In the beginning
Speech-generating devices have been around since the late 1970s. For decades, these devices were expensive, and were mostly used for communication, and not for language development. As a result, they were mostly only used by adults and teenagers who had already acquired language. At first, most of the voices available then were American and male, which didn’t represent the diversity of Augmented and Alternative Communication (AAC) users. Female voices, as well as other accents and languages, only came along later.
The development of low-cost AAC solutions like Proloquo2Go in 2009 paved the way for lowering the barriers for AAC use. Now, this innovative technology was available to people for whom it might have been considered a risky investment before - for example, a child who still needed to develop language skills before they could start to communicate.
Even though this technology was now available for a wider audience, this still did not address the nearly half of AAC users under the age of 12. With no genuine children’s voices yet available, users made do adult voices or artificially modified voices with raised tones that sounded like they had inhaled helium. This meant that most young AAC users had to speak in a voice they could not identify with and which seemed unnatural or implausible to their communication partners.
Taking on the challenge
Based on requests from users, and our knowledge of the AAC world, we decided to start offering our young users the best AAC experience possible with genuine children’s voices. Since there were none available, we teamed up with Acapela Group, one of the leading Text to Speech companies, to take on the challenge of creating the first genuine children’s voices for Text to Speech.
How does it work?
Text to Speech voices are based on real recordings of a voice talent reading from a long script in the studio. Recording all of the words in a language would take way too long, so the script is designed to contain as many sounds and sound combinations as possible. This takes a great deal of research, because the sounds necessary will differ per language. Speech is then synthesized by the Text to Speech software which creates words by combining sounds together. Once the recordings are made, the voices still require a lot of processing and testing to sound as natural as possible. All told, it took Acapela Group and AssistiveWare about a year to develop the first two children’s voices.
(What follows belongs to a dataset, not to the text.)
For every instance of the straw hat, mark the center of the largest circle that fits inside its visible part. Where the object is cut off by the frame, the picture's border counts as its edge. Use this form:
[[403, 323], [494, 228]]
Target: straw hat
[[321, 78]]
The real key to each of these voices is the talent. Recording children is especially difficult because they need to sound young, but be able to read well and have the discipline to spend days in the studio for recording. The videos below show you how we recorded recorded the British and American children’s voices.
Innovating for the future
We released the first British children’s voices in 2012, and the American children’s voices followed soon after. Because we recognized the demand and impact these can have on our user’s lives, we collaborated with Acapela Group on children’s voices for even more languages: Australian English and German in 2013, bilingual American Spanish and English in 2014, French and Swedish in 2016, and Italian in 2017 and Dutch in 2018. Offering voices for more languages, regional accents and age groups is an important project for AssistiveWare, as we recognize the diversity and individuality of our users.
In addition to increasing the number of languages offered, synthesis technology has continued to improve. We also report any awkward sounding words or intonation to Acapela Group, who fine-tune them based on these suggestions.
The impact of these voices on our users has been tremendous. They’re available for free in all of our AAC apps: Proloquo2Go, Pictello, and Proloquo4Text. But since we recognized the value that these voices might have for users of other apps, we agreed with Acapela Group that they could license the voices for other uses. As a result, now over 20 other companies are using the children’s voices we helped to create.